Thank you to Patrick and Roger; Doug did use an id for the signature, and a class to switch layouts, which makes perfect sense.

Category: Style.


  1. [css-selectors.php#comment1]

    i might be recalling it incorrectly, but i think doug only used a class for the body to switch layouts ("mx", "xm", etc) so that the id is still available should you wish to give a css signature ... or something along those lines.

    Posted by patrick h. lauke on

  2. [css-selectors.php#comment2]

    After reading Eric's article, I was curious to see what the body element currently looks like on his pages at and I found the id attribute of "www-meyerweb-com". The body element also has a class attribute, which seems to designate the section for each page. The class is used in conjunction with the navigation link id attribute to change the border, background, and font colors as well as italicize the text so the section in the navigation bar stands out. Although I find this interesting, I'm not sure it addresses your question about the reason for using a class rather than an id attribute *smile*

    In doing some more research, I discovered Richard Rutter mentioned, in one of his articles, he was already using the id attribute for something else. Could it be, in certain cases, class is used as the CSS signature because id is otherwise engaged?

    Posted by Pam on

  3. [css-selectors.php#comment3]

    Patrick got it right. Doug did use id for the CSS signature because of its higher specificity, and class for the different layouts.

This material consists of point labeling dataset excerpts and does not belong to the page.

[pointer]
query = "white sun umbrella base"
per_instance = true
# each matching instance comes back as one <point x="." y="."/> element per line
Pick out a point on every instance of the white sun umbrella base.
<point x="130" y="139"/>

    Posted by Roger Johansson on

  4. [css-selectors.php#comment4]

    Ah, thank you all; that makes sense. I knew there would be a good reason, but I missed the id on the body and only noticed the class.

    Posted by Gez on

  5. [css-selectors.php#comment5]

    I had a class/id debate at work last week...

    My personal preference is to always use classes. This way if you copy/paste a column/box/table/etc., you don't have to worry about duplicate IDs. Even on things I know there'll only be one of (content, leftNav, footer etc.), I don't see any reason to swap when I can keep things all the same!

    The only argument they came up with at work was something when Firefox "worked with ids, but not classes", which I'm positive was just another more specific rule they had overriding (Dom Inspector? What's that?)

    I've never had problems where I've had to make things more specific (or use !important), so I don't see any advantage in using ids other than remembering which is which (navbox = class, nav = id ?!)

    Posted by Danny Tuppeny on

  6. [css-selectors.php#comment6]

    In XHTML 1.0, you can use the id attribute on the html element instead. It might be useful since the background for the body element doesn't cover the canvas in XML.

    In Firefox 1.1 (and recent nightlies) you can use the @-moz-document rule, e.g.:

    @-moz-document domain({
     * { background:white !important; color:black !important; }

    See "per-site user stylesheet rules" [] *smile*

    Posted by zcorpan on

  7. [css-selectors.php#comment7]

    Thank you for the information zcorpan - that is very useful to me for sites I visit without signatures *smile*

    Posted by Mary on

  8. [css-selectors.php#comment8]

    Really, ID attributes should be put on root. (I wrote about that quite a lot.)

    Posted by Anne on

  9. [css-selectors.php#comment10]

    Blogging and sigs are a more recent Internet phenomenon, fueled by its creation ease, but in retrospect not different from the era of GeoCities, which empowered everyday citizens to rise up against the perceived tyranny of commercialism, which if unchecked would leave all but those who were powerful and moneyed, in control of the peoples medium. In each era (but in continuance) the value of linking one piece of information to another recognized the tremendous value of "the web" and the interconnection that intelligently linked an endless chain of consciousness. Following this truism every corporate site would become a leader of relevant information in their respective fields of endeavor; each individual web site would compliment each component or link; the relevance of ideas and thoughts separating fact from opinion would empower those who seek information for whatever purpose.